The former Soviet state of Georgia will hold fiercely contested parliamentary elections on Monday. For the first time since coming to power in 2004, President Mikheil Saakashvili’s fervently pro-Western government risks being ousted – by a billionaire tycoon, suspected of having close links to the Kremlin, who wants to re-establish relations with Russia. Two elderly women selling fruit at one of Tbilisi’s many outdoor markets shout loudly at each other, arguing about who should lead the country. A man carrying his shopping yells over his opinion as he walks past. This is political debate, Georgian-style. Apathy is certainly not a problem in these elections. Both sides regard this vote as an all-or-nothing fight for power. Most of the people standing behind the stalls here scrape by on a few dollars a day, selling fruit and vegetables. They see Georgia’s richest man – the billionaire opposition leader, Bidzina Ivanishvili, as their saviour – and the possibility of renewed trade links with Russia as an economic lifeline.
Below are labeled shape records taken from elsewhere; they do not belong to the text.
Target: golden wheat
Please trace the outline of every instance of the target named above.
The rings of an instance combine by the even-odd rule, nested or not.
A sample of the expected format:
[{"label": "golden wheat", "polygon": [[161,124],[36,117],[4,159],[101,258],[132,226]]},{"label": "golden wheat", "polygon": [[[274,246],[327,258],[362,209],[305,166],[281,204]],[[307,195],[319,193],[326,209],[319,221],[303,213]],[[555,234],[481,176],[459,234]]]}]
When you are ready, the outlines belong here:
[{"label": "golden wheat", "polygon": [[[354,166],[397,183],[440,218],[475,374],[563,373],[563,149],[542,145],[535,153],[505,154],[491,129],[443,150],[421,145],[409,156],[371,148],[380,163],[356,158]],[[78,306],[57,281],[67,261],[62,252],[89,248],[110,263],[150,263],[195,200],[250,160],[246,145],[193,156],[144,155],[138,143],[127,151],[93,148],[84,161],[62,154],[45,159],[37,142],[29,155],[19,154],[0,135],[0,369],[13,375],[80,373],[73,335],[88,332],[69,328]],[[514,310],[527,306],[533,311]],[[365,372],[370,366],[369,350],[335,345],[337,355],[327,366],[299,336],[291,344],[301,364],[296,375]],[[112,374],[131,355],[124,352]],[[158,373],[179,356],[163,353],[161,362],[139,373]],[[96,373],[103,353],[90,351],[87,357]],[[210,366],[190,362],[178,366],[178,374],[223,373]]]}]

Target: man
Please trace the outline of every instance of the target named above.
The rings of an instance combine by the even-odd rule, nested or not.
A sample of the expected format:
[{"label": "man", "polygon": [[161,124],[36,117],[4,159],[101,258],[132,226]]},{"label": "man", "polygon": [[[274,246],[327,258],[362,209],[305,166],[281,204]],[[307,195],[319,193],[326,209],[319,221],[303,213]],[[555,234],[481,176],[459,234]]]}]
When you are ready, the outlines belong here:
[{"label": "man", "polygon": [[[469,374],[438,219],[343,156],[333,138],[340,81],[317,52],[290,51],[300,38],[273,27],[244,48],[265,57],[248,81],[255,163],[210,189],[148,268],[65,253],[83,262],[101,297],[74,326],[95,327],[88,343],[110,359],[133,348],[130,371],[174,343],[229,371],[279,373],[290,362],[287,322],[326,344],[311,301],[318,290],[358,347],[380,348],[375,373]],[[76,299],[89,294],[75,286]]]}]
“He’s a good man,” says Ilia Makharadze, a 47-year-old market trader. “He will open borders with Russia, and Georgians will be able to travel there again. We don’t need America. No-one in my family has work,” says 57-year-old Tamar Jandgashvili. “I buy a basket of plums. And then come here to this market to try and sell some. Is this a life?”
More than half of the country’s population has no proper job. Older and poorer Georgians, in particular, are struggling in a neo-liberal economy seen as cut-throat and Americanised. Some say life was better as part of the Soviet Union. Many of them will vote for Mr Ivanishvili, who has promised to use his own fortune to eradicate poverty.